The Department of Education issued a letter in August that found the ACCJC out of compliance with a number of federal standards. ACCJC stacked the teams sent to evaluate City College with administrators, and few teachers, and even placed the commission president’s husband on a team to evaluate City College — a clear conflict of interest.
It did not, however, say that the commission should not have revoked City College’s accreditation. A Department of Education representative told the Guardian at the time that it did not have the authority to change the ACCJC’s decision to close down City College.
And that’s exactly the point, Speier said.
They can do to fix ACCJC or any accrediting body anywhere beyond closing them down entirely, she explained.
“The Department of Education only has one hammer, and that is to deny the ACCJC certification, which is up for review this year,” she told the crowd. ACCJC is slated to undergo this evaluation in December which could spell the end of the commission entirely.
But she said that doesn’t get to the root of the problem. The accrediting system is broken, and she’ll soon sit with Education Secretary Arne Duncan to see what could be done to change the system as a whole, something that’s been hinted at on a national level before.
As we’ve covered (Who Killed City College?, July/9), President Obama called for a change to college accreditation in the United States in his last State of the Union speech.
Sen. Jim Beall and Assemblymember Tom Ammiano were also in attendance at the forum, and promised to continue the fight to preserve City College at the state level. The Joint Legislative Audit Committee is evaluating ACCJC at the request of those legislators and Sen.

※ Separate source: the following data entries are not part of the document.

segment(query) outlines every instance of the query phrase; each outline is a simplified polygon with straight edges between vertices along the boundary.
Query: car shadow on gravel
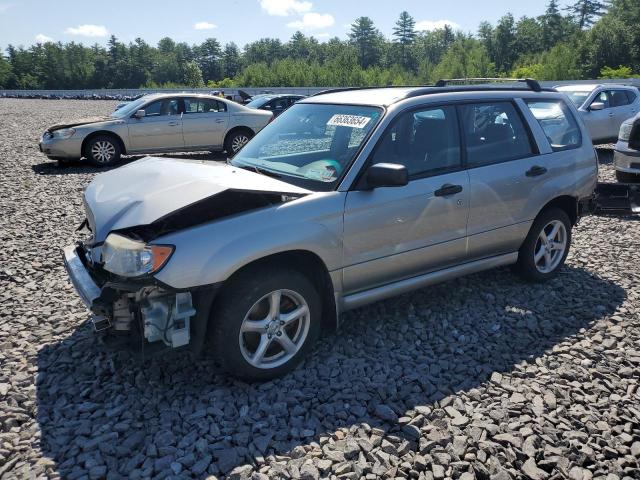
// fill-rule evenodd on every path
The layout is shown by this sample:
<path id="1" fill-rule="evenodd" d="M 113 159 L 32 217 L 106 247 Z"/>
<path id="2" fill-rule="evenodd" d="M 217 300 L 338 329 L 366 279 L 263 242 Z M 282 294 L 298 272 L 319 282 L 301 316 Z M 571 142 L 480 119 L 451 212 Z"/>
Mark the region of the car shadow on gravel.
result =
<path id="1" fill-rule="evenodd" d="M 38 352 L 40 446 L 65 478 L 136 478 L 204 477 L 265 457 L 279 476 L 270 455 L 300 458 L 301 449 L 356 462 L 372 429 L 400 453 L 424 441 L 447 445 L 470 421 L 464 402 L 494 404 L 510 421 L 500 406 L 505 390 L 495 393 L 489 381 L 494 372 L 532 377 L 524 362 L 573 343 L 625 296 L 617 284 L 569 266 L 542 285 L 508 269 L 476 274 L 349 312 L 293 373 L 262 384 L 235 381 L 186 355 L 140 364 L 101 348 L 83 323 Z M 573 369 L 547 362 L 572 381 Z"/>
<path id="2" fill-rule="evenodd" d="M 147 156 L 152 157 L 167 157 L 177 158 L 183 160 L 200 160 L 200 161 L 217 161 L 224 162 L 227 159 L 227 155 L 223 152 L 191 152 L 191 153 L 164 153 L 157 155 L 131 155 L 123 157 L 116 164 L 109 167 L 94 167 L 85 160 L 72 160 L 60 164 L 56 161 L 46 161 L 37 163 L 31 166 L 31 169 L 36 175 L 77 175 L 85 173 L 102 173 L 108 172 L 123 165 L 127 165 L 141 158 Z"/>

Jim Nielsen (R-Gerber).
“We will kick a lot of butt, with class, of course,” Ammiano said.
Earlier in the day, the Save CCSF coalition announced they were suing ACCJC to reverse its decision to close the college, calling for a writ to overturn the closure. Save CCSF is an advocacy group that’s led many of the marches against the loss of accreditation. This makes for a third lawsuit against the commission.

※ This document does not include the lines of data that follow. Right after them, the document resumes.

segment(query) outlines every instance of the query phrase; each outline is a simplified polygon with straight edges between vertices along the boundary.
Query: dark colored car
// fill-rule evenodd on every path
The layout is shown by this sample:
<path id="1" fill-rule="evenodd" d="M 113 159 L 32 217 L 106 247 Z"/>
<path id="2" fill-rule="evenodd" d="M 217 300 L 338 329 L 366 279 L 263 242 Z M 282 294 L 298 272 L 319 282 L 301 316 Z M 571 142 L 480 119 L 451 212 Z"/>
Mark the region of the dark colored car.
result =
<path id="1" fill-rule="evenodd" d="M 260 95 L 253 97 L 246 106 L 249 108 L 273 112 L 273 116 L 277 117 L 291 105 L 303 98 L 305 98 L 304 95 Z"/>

Save #CCSF coalition announces newest (3rd) lawsuit against accrediting commission trying to close City College pic.twitter.com/QgXn5z02Yg
— Joe A. W. Fitzgerald (@FitzTheReporter) November 7, 2013
City College is a major economic driver in San Francisco. A report by the city’s Budget and Legislative Analyst’s Office, called for by Sup. Eric Mar, said that San Francisco stands to lose over $300 million a year if City College were to close. The school educates many of the city’s firefighters, culinary industry and is a major driver of the city’s workforce as a whole, it said.
Many students spoke at the forum, all telling tales of the college’s importance in their lives. Dong Lee, a father of three who lives in Chinatown, put a face to the economic importance of City College.

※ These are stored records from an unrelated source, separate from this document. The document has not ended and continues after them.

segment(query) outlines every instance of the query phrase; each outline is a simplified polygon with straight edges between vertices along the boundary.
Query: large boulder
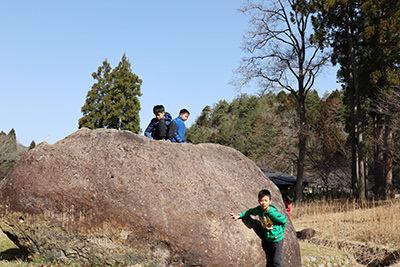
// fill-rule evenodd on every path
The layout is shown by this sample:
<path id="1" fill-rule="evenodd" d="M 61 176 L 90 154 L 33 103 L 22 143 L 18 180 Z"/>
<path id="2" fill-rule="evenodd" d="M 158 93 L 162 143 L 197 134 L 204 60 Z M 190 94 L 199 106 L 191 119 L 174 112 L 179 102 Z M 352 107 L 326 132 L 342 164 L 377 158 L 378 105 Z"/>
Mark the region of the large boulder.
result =
<path id="1" fill-rule="evenodd" d="M 0 183 L 0 228 L 29 257 L 93 266 L 265 266 L 260 239 L 229 212 L 278 188 L 216 144 L 81 129 L 30 150 Z M 285 231 L 285 266 L 301 266 Z"/>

“To support my family I have [sic] to work more hours because my English was poor,” he told the crowd from a microphone at the forum. He now works seven days a week. Now that his oldest child is in third grade, he said, he finally has time to attend school. His English was halting, but fluent.
“I have been studying in City College for three semesters… I feel my English is improving,” he said.
Speier interrupted him, “It is!”
He said other schools were too far for him to take English courses, and without City College he would have to stop altogether. He worries for the future of his family.
“I’d have to stop my education,” he said, “my dream would be shattered.”
Now there is federal action backing up the fight to save City College, Lee’s education, and that of the college’s 85,000 students, have a stronger chance of survival.